I won't call it a crisis or meltdown or chaos, since those terms are sufficiently vague as to be non-descriptive. So let's call it a banking "situation".
If Washington Mutual goes belly up, and if others follow, can the US Federal Deposit Insurance Corporation cover their insurance obligations? Maybe, maybe not [h/t to Jack, who points out that Nouriel Roubini has been making this point for quite some time]:
The Federal Deposit Insurance Corp., whose insurance fund has slipped below the minimum target level set by Congress, could be forced to tap tax dollars through a Treasury Department loan if Washington Mutual Inc., the nation's largest thrift, or another struggling rival fails, economists and industry analysts said Tuesday. ...
The fund, which is marking its 75th anniversary this year with a "Face Your Finances" campaign, is at $45.2 billion — the lowest level since 2003. At the same time, the number of troubled banks is at a five-year high.
FDIC Chairman Sheila Bair has not ruled out the possibility of going to the Treasury for a short-term loan at some point. But she has said she does not expect the FDIC to take the more drastic action of using a separate $30 billion credit line with Treasury — something that has never been done. ...
A Washington Mutual failure would dwarf the largest bank collapse in U.S. history — Continental Illinois National Bank in 1984, with $33.6 billion in assets.

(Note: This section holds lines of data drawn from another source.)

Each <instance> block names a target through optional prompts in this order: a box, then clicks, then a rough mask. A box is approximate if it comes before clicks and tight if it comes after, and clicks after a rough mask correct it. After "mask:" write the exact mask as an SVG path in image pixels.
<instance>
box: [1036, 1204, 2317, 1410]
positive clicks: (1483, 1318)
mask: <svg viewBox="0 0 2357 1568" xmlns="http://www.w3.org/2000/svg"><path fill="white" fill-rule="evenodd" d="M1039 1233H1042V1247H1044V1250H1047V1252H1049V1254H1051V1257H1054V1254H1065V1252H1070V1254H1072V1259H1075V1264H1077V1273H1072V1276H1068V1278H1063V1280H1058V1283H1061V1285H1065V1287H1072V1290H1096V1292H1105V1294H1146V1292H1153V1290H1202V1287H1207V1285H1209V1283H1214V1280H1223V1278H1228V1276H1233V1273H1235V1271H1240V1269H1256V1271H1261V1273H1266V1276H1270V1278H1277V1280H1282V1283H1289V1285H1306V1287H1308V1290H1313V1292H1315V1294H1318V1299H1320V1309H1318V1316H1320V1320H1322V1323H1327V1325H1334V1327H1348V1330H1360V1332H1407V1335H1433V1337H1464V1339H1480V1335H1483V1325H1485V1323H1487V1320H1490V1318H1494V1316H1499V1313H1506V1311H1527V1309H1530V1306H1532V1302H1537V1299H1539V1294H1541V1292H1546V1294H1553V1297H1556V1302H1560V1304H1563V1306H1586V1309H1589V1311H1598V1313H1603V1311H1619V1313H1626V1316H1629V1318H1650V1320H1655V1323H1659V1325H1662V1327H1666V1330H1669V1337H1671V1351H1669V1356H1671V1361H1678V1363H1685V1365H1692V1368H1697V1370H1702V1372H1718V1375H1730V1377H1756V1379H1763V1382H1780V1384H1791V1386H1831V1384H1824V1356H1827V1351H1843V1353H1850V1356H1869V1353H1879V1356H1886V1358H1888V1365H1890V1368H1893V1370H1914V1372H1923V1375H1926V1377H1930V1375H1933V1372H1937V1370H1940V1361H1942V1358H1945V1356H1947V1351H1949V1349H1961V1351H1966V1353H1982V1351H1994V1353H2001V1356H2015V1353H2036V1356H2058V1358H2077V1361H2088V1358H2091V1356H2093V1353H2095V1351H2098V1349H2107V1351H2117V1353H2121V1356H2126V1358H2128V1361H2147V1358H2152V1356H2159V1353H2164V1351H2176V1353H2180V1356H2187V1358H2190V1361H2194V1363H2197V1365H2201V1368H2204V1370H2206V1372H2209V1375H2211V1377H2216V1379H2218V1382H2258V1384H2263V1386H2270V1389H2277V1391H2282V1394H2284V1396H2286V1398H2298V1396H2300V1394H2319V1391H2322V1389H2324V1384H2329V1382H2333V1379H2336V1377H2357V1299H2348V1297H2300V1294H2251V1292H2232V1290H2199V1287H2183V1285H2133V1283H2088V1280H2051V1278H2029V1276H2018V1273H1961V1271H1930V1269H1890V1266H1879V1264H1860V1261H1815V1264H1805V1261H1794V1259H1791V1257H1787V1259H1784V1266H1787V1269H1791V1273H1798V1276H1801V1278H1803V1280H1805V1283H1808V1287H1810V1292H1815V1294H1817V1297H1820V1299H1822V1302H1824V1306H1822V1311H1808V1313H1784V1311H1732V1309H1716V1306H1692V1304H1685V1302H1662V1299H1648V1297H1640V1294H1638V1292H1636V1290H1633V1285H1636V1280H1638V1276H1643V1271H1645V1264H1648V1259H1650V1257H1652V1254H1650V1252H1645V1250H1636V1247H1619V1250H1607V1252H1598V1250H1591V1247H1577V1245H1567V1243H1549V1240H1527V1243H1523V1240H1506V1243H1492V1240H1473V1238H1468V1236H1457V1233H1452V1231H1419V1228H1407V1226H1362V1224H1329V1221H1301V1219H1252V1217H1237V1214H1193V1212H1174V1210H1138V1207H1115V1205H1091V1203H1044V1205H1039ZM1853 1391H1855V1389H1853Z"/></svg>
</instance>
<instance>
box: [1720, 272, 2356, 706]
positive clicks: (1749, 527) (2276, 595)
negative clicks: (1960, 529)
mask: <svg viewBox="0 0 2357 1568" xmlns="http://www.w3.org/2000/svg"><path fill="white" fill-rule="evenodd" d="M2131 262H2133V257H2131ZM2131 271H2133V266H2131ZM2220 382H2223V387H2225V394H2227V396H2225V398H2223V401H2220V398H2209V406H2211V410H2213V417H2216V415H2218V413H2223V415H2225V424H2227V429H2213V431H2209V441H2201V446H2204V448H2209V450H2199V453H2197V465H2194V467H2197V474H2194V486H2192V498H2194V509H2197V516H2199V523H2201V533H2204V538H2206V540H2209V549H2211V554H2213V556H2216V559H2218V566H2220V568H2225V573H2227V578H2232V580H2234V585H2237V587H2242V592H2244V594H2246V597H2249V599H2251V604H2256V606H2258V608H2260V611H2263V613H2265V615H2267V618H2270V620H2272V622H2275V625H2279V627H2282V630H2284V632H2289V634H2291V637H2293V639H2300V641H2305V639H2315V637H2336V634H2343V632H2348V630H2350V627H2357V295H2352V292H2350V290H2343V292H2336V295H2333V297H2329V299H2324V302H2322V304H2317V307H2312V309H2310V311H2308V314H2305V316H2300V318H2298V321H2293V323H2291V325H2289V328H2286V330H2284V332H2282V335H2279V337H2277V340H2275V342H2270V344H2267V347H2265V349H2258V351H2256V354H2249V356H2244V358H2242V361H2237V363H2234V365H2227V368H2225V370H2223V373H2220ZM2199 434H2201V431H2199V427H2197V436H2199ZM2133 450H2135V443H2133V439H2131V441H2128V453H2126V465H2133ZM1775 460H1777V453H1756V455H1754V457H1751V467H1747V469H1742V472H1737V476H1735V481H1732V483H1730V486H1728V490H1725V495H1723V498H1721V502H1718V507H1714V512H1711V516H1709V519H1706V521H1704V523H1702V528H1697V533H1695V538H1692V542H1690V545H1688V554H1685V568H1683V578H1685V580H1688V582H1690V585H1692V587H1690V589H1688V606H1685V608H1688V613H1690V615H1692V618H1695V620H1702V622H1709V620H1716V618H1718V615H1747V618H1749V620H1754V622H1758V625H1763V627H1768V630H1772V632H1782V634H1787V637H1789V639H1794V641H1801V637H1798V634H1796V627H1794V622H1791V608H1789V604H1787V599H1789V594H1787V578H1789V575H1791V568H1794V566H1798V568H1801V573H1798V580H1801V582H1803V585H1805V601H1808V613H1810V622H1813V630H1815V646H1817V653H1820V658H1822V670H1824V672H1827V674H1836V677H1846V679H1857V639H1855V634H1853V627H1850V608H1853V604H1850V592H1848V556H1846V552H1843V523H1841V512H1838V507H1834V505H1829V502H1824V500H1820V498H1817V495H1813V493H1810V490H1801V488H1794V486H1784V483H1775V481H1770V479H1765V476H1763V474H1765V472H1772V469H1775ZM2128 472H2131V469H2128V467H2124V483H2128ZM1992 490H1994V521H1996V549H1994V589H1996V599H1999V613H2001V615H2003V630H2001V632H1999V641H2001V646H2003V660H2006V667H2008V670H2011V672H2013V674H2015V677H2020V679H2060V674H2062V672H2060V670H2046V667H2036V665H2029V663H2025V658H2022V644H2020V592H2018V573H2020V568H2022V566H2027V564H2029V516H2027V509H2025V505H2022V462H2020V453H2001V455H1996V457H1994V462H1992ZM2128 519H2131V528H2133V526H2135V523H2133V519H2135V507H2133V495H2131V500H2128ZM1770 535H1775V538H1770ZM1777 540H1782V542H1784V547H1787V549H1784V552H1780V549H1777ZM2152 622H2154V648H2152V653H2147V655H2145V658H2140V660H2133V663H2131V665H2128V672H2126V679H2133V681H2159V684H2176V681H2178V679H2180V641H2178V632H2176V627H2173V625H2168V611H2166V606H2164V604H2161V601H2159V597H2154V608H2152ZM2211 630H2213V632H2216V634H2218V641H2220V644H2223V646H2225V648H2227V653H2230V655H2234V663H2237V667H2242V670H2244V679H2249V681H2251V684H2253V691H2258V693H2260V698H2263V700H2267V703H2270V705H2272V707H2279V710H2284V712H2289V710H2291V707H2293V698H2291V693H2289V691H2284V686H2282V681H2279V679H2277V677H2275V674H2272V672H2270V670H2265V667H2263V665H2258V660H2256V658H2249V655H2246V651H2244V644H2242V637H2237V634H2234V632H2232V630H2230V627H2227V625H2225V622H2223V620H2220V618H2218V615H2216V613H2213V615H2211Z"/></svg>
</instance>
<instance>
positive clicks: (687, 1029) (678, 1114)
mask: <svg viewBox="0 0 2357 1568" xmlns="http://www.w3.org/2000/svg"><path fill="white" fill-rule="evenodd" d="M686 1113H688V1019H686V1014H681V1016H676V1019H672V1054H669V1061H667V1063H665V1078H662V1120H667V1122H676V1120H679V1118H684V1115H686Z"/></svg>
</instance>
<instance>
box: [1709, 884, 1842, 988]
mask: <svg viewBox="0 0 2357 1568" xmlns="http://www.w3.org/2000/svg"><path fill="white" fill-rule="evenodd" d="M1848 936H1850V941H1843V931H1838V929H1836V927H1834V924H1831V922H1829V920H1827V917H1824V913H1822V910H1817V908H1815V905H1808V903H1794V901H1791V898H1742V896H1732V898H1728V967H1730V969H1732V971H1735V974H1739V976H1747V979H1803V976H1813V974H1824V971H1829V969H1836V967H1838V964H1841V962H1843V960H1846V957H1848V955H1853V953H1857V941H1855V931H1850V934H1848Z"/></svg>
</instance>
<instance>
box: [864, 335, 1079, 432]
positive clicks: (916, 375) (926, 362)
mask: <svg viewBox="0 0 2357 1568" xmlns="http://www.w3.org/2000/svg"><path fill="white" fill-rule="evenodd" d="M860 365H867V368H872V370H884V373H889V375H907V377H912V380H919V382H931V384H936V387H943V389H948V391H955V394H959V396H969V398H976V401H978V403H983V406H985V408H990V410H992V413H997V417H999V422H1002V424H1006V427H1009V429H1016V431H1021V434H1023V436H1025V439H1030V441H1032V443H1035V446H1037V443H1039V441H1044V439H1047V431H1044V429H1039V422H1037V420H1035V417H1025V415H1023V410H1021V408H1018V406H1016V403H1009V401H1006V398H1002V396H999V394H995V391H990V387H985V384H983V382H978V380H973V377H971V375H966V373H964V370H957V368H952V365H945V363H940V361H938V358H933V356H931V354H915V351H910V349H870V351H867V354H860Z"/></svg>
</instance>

By comparison, WaMu and its subsidiaries had assets of $309.73 billion as of June 30 and IndyMac had $32 billion when it shut down.
Arthur Murton, director of the FDIC's insurance and research division, said that when large institutions have failed in recent years, the hit to the fund has been about 5 to 10 percent of the company's assets.
As with AIG, an important question becomes, "Who insures the insurers?" And if it must be the taxpayers, look for more regulations to reduce the moral hazard problem posed by insurance company executives who do not bear the full brunt of their risk-taking decisions.